Lo mismo vale para el gran misterio de la misericordia: Dios es misericordia, pero no es la misericordia, aunque importantísima, que nosotros experimentamos. Él se manifiesta en ella, nos da un pálido aroma de su ser en cualquier auténtica experiencia de misericordia que podamos vivir, pero es más grande, es siempre “más” que cualquier experiencia humana concreta.
En este amplio horizonte, en el que reconocemos la absoluta trascendencia del misterio y la libre voluntad de manifestarse a los hombres, para su salvación, como misericordia, sobretodo en el evento histórico-salvífico de la muerte y resurrección de Jesús, debe ser colocada la doctrina sobre las indulgencias.
El tesoro de la misericordia es inagotable, sus límites no se pueden trazar por la pobre inteligencia humana.
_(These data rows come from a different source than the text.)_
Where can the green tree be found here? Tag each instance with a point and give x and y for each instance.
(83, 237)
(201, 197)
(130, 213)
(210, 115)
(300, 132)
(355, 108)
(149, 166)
Como, para todos los sacramentos, el Señor Jesús, habiéndolos directa o indirectamente instituido, ha confiado a la Iglesia la tarea de establecerles una forma –y a través de los siglos la forma de los sacramentos ha cambiado, permaneciendo intacta su esencia– de este modo, el administrador del tesoro de la misericordia está completamente encomendado a la autoridad de la Iglesia, que piadosamente lo custodia, sabiamente lo administra y generosamente lo dona.
La clave para comprender el tesoro de las indulgencias, es la distinción teológica entre culpa y pena. Sabemos bien cómo la culpa es perdonada por la reconciliación sacramental, mientras que la pena temporal por los pecados cometidos permanece y requiere el don ulterior de la indulgencia para ser perdonada.
¿Cómo leer e interpretar en la época actual de la postmodernidad, esta distinción entre culpa y pena que, con una mirada superficial, podría aparecer con sabor medieval?
El tesoro de las indulgencias permanece incomprensible a la mente que se autolimita sólo al horizonte inmanente de la existencia y que excluye a priori la inmortalidad del alma, y a cualquier forma de relación con el misterio sucesivo a la muerte.
En breves palabras, las indulgencias son incomprensibles para el hombre secularizado e, incluso para aquellos cristianos que, en nombre de la desmitificación del cristianismo, lo han reducido a una doctrina ética, útil sólo a los estados modernos para conservar su poder.
La indulgencia es, en cambio, un himno a la libertad, un reconocimiento en profundidad de la dignidad del hombre que, precisamente porque es racional, libre y capaz de amar, debe ser siempre considerado usualmente responsable de sus propios actos.
La distinción entre pena temporal y culpa debe ser preservada para poder, a través de ella, preservar, por un lado, la auténtica libertad del hombre y, por el otro, la historicidad y, por lo tanto, el valor temporal, de los actos que éste realiza.
Sabemos que el juicio universal no será un golpe de esponja sobre la historia y la persistencia de la pena temporal, incluso después de la absolución sacramental de la culpa, vuelve a todo hombre conciente de las consecuencias de los propios actos, le indica el deber responsable de la reparación y, lo más importante, lo llama a la participación de la obra redentora de Cristo, para sí y para los hermanos.
Preservando el tesoro de las indulgencias, se preserva la trascendencia de Dios, a través del reconocimiento humilde de la sobreabundancia de su misericordia; se preserva la dignidad del hombre, que siempre debe ser considerado capaz de elegir libremente y, por lo tanto, responsable de los propios actos; se preserva la verdad de la historia, en la que los actos son realizados y que, por su naturaleza, en su objetividad factual, se priva de cualquier manipulación; y, finalmente, se preserva la llamada de la criatura a volverse, cada vez más perfecta y concientemente partícipe de la obra de su creador: obra redentora y de “nueva creación”.